If I can’t appreciate The Royal Tenenbaums as the masterpiece that so many describe it as I attribute it to that. I can’t speak precisely to what it is about Anderson’s style that doesn’t work for me beyond it being overly twee and stylized, and I really do wish that I got as excited for his films as others do. There’s certainly something to be appreciated about a director with such a unique and distinctive fashion, with precise tics and ideas that stand out, that can be parodied, even as those tics are also somewhat limiting. I can’t get into Wes Anderson for very much the same reason that some people just can’t get into Quentin Tarantino, or Tim Burton.
Still, the incredible ensemble cast assembled in The Royal Tenenbaums (as in many of Anderson’s films) offers enough to appreciate even beyond whatever issues I may have. Seeing a legend like Gene Hackman, in one of his final film appearances, seeing an actress like Gwyneth Paltrow channeling a creative energy she often doesn’t use, having actors like the Wilson brothers and Ben Stiller at their most muted and subdued, very much to the benefit of their roles, all told there’s a lot to see here.
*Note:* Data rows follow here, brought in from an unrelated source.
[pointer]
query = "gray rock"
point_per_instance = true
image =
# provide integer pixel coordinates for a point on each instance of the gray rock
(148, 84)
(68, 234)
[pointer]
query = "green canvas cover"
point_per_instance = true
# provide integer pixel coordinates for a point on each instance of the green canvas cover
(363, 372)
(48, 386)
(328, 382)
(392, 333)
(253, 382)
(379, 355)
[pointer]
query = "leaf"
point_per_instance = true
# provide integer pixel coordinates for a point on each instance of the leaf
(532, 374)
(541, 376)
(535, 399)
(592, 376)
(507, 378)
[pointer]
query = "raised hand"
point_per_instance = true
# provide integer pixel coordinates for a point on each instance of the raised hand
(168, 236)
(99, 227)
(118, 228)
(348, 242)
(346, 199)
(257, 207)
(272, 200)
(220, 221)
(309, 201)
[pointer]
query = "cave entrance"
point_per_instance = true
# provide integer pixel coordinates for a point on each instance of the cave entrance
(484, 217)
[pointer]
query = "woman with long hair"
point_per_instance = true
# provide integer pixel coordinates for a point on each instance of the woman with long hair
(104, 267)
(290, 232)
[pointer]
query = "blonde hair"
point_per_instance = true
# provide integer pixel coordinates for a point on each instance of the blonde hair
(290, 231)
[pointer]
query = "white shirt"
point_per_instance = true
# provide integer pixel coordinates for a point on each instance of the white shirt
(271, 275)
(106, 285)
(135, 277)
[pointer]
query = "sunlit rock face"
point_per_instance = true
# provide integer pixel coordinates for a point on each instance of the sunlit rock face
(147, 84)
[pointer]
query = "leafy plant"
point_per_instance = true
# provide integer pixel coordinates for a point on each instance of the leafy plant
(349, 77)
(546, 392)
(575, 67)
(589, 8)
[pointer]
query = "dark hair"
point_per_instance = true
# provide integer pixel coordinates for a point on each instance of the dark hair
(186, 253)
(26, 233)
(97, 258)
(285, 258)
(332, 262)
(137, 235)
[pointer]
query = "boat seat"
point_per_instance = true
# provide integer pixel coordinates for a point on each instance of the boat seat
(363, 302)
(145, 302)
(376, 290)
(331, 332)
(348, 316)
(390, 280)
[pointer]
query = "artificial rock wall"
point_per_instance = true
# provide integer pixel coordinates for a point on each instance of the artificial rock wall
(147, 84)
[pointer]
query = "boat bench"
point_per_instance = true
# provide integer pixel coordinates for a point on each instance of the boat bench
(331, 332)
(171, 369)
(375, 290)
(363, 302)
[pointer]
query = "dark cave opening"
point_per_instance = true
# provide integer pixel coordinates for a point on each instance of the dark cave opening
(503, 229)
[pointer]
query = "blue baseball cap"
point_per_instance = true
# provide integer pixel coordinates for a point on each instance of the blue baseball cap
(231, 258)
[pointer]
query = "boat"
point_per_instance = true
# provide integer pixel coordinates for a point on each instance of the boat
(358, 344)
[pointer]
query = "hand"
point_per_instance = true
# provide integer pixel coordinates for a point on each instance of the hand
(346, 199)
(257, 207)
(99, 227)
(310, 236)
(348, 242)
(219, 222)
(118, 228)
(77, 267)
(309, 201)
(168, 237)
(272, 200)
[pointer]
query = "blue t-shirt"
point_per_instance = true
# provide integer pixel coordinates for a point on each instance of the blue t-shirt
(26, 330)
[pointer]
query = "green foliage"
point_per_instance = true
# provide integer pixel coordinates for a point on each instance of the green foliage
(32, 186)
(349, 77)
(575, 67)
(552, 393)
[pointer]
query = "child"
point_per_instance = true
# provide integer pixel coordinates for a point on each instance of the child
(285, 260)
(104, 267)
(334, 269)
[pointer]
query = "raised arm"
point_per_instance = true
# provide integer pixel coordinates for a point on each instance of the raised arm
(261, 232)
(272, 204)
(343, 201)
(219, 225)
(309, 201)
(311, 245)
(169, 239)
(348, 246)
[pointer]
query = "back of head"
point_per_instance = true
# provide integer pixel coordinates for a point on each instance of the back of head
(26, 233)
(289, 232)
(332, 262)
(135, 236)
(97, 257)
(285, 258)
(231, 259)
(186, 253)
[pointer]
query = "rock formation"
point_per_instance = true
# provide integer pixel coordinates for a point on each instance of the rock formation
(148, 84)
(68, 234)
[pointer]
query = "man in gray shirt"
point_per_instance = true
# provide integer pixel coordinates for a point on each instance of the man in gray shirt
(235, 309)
Ultimately, there’s a stunning level of craftsmanship and creativity to everything Anderson does, and I can appreciate that. There may be no filmmaker with a more unique sensibility and style than Wes Anderson, and even despite my issues with him, I find it’s worth seeing his movies every so often to appreciate the voice of an artist who doesn’t attempt to qualify or filter his sensibility for any reason.